Should You Be Choosing FMPs Over FDs?

  Author: Kundan Kishore

Fixed deposits are a great favourite among Indians. More than half the financial savings of Indians are typically invested in fixed deposits (FDs).  At the same time, it is worth looking for alternatives to FDs.

Fixed Maturity Plans (FMP) from mutual funds can be a great alternative to fixed deposits (FDs). FMPs are closed-ended debt fund schemes that mature at a predetermined date, of say, in one year, three years, and five years. These funds remain invested in debt investments till maturity. They typically invest your money in government securities, corporate debt and, money market investments. This helps FMPs in their aim of generating steady returns over a period of time.

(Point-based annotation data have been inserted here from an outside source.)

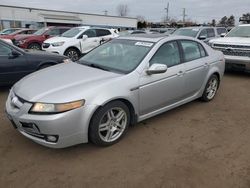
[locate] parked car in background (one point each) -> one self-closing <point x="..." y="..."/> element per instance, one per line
<point x="18" y="32"/>
<point x="121" y="82"/>
<point x="164" y="30"/>
<point x="9" y="31"/>
<point x="78" y="41"/>
<point x="34" y="41"/>
<point x="202" y="33"/>
<point x="16" y="63"/>
<point x="236" y="47"/>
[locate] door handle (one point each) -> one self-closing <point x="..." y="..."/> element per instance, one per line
<point x="180" y="73"/>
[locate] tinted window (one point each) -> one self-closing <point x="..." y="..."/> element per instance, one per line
<point x="191" y="50"/>
<point x="167" y="54"/>
<point x="210" y="32"/>
<point x="4" y="51"/>
<point x="203" y="33"/>
<point x="90" y="33"/>
<point x="202" y="50"/>
<point x="102" y="32"/>
<point x="221" y="30"/>
<point x="54" y="32"/>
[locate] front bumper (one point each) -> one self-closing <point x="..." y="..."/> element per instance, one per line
<point x="70" y="128"/>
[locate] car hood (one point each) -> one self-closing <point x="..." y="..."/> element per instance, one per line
<point x="232" y="40"/>
<point x="57" y="39"/>
<point x="61" y="83"/>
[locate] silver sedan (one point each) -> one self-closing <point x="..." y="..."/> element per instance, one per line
<point x="120" y="83"/>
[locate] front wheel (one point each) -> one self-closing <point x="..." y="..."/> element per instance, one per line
<point x="210" y="89"/>
<point x="109" y="124"/>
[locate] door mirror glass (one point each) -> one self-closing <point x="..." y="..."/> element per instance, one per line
<point x="157" y="69"/>
<point x="202" y="37"/>
<point x="14" y="54"/>
<point x="84" y="37"/>
<point x="223" y="34"/>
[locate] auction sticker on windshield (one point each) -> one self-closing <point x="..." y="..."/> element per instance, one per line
<point x="145" y="44"/>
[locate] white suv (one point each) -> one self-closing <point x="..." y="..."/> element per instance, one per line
<point x="78" y="40"/>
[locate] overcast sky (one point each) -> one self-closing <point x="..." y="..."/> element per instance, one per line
<point x="153" y="10"/>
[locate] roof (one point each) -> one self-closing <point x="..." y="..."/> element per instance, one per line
<point x="30" y="8"/>
<point x="155" y="37"/>
<point x="144" y="37"/>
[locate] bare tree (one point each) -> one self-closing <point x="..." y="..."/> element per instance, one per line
<point x="122" y="10"/>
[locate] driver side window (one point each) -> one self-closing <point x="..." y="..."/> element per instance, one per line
<point x="167" y="54"/>
<point x="90" y="33"/>
<point x="4" y="51"/>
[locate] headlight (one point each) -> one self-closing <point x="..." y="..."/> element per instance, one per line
<point x="46" y="108"/>
<point x="67" y="61"/>
<point x="57" y="44"/>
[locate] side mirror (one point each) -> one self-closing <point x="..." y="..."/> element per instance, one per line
<point x="14" y="54"/>
<point x="157" y="69"/>
<point x="202" y="37"/>
<point x="222" y="34"/>
<point x="84" y="37"/>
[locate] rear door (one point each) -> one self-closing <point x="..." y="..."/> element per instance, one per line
<point x="12" y="68"/>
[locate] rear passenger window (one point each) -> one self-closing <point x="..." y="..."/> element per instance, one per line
<point x="102" y="32"/>
<point x="191" y="50"/>
<point x="90" y="33"/>
<point x="210" y="32"/>
<point x="167" y="54"/>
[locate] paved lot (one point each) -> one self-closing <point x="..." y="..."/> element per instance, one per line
<point x="197" y="145"/>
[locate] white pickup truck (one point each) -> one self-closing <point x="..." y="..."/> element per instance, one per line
<point x="236" y="47"/>
<point x="78" y="40"/>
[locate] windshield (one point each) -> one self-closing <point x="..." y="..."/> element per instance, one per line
<point x="240" y="31"/>
<point x="8" y="31"/>
<point x="41" y="31"/>
<point x="118" y="55"/>
<point x="189" y="32"/>
<point x="71" y="33"/>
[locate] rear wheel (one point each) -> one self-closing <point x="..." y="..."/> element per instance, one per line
<point x="35" y="46"/>
<point x="211" y="88"/>
<point x="73" y="54"/>
<point x="109" y="124"/>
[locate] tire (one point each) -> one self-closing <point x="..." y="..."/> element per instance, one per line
<point x="35" y="46"/>
<point x="73" y="54"/>
<point x="109" y="124"/>
<point x="211" y="88"/>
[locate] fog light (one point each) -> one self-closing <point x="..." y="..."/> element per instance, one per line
<point x="51" y="138"/>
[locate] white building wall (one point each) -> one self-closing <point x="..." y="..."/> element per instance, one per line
<point x="36" y="15"/>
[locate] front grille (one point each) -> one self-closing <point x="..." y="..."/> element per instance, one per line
<point x="231" y="46"/>
<point x="46" y="45"/>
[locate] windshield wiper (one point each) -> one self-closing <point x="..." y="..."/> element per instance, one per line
<point x="97" y="66"/>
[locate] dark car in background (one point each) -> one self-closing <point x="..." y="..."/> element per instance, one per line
<point x="23" y="31"/>
<point x="36" y="40"/>
<point x="16" y="63"/>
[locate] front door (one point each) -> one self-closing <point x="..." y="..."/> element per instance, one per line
<point x="161" y="90"/>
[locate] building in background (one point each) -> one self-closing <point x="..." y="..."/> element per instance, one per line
<point x="12" y="16"/>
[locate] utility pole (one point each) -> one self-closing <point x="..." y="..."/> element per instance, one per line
<point x="184" y="15"/>
<point x="105" y="12"/>
<point x="167" y="11"/>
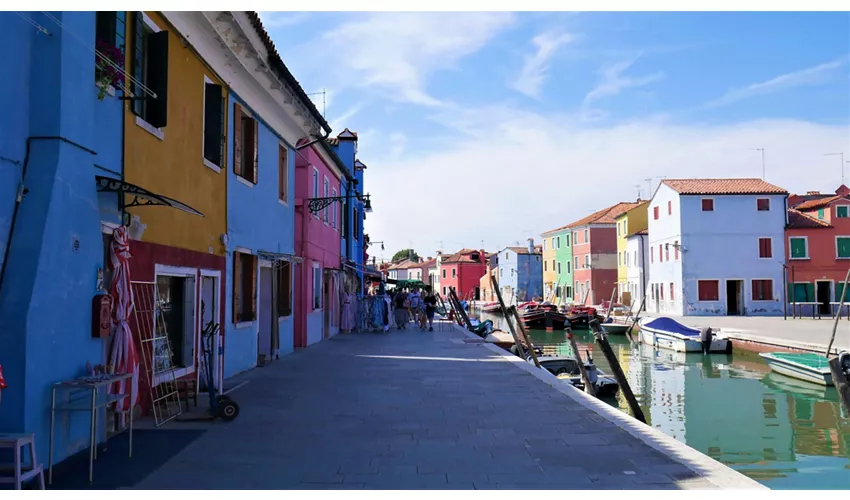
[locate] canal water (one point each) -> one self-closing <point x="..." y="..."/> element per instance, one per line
<point x="783" y="433"/>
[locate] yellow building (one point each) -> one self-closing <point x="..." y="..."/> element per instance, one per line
<point x="628" y="223"/>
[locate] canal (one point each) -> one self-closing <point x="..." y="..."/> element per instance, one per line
<point x="784" y="433"/>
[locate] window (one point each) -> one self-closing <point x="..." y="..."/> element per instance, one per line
<point x="799" y="247"/>
<point x="214" y="137"/>
<point x="177" y="303"/>
<point x="708" y="290"/>
<point x="150" y="68"/>
<point x="326" y="190"/>
<point x="842" y="247"/>
<point x="765" y="248"/>
<point x="245" y="136"/>
<point x="244" y="287"/>
<point x="317" y="286"/>
<point x="283" y="173"/>
<point x="762" y="289"/>
<point x="334" y="209"/>
<point x="284" y="289"/>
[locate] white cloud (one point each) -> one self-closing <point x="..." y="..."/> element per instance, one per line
<point x="394" y="53"/>
<point x="613" y="81"/>
<point x="534" y="71"/>
<point x="526" y="171"/>
<point x="809" y="76"/>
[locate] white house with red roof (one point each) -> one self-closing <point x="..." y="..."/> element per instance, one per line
<point x="716" y="247"/>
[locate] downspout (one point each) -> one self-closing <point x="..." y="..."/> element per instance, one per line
<point x="23" y="190"/>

FMPs provide two advantages that help them compete with FDs. In the process, they become credible alternatives as short term investments.

Fairly stable returns Since they hold on to their investments till maturity, returns from FMPs are fairly stable. You can get a fair idea of what you can expect at the end of the tenure. In the eyes of the investor, this can make them comparable with fixed deposits.

Tax edge If you remain invested in an FMP for 36 months, your capital gains get taxed at 20 per cent with indexation benefits. This means that the capital gains from your FMP benefit from the upward adjustment of the price of units acquired due to adjustment for inflation. This effectively reduces the capital gains from FMP. The capital gains tax rate of 20 per cent is also much lower than the tax a person in the 30 per cent tax slab will pay.

To sum up, for needs that are about 3-4 years away, you can consider FMPs as credible low risk investment alternative to FDs, especially if you are in the highest tax bracket.